While much more can be said about Joe growing in grace, these two steps in his journey will be critical for his growth in Christ. To help in his journey, Joe read the book Transforming Grace by Jerry Bridges and memorized Romans 8:1 (Therefore, there is no condemnation…) and Ephesians 2:8-9 (It is by grace you are saved…). Joe began to write down his standards for himself in different areas of his life and applied various scripture verses on grace to these standards in an adjacent column. In this process, he even recognized the standards he had set for other people as well. He made attempts to apply grace in these circumstances resulting in a reduction of self-condemnation and freedom from self-made standards. Joe's fruit was changing because his heart was changing. Joe was beginning to live by grace.

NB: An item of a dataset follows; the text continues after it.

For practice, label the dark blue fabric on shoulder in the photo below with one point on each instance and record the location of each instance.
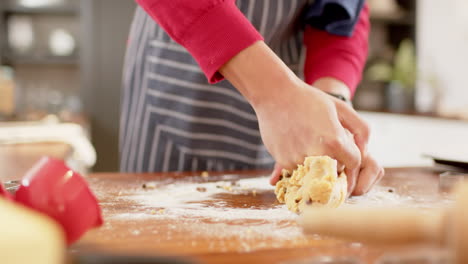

The expectations or standards we've set for ourselves and others can significantly impact our lives
The expectations or standards we've set for ourselves and others can significantly impact our lives. Like Joe, our fruit often reveals to us that something more is going on at the heart level that needs attending. When such fruit is revealed, it provides an opportunity to look into our hearts and discover that we have a greater need for grace. For Joe, cursing over spilt paint revealed how his performance orientation (law of works mentality) was rooted in his search for worth. It is only through grace, however, that Joe's worth and subsequent fruit would change, and he would find peace. In this process, Joe discovered that he is not saved through his perfect works but by God's grace alone.
Our journeys in grace will lead us to find hope, freedom, and peace through Christ. May His saving grace empower us to live lives pleasing to Him and for His glory. Amen.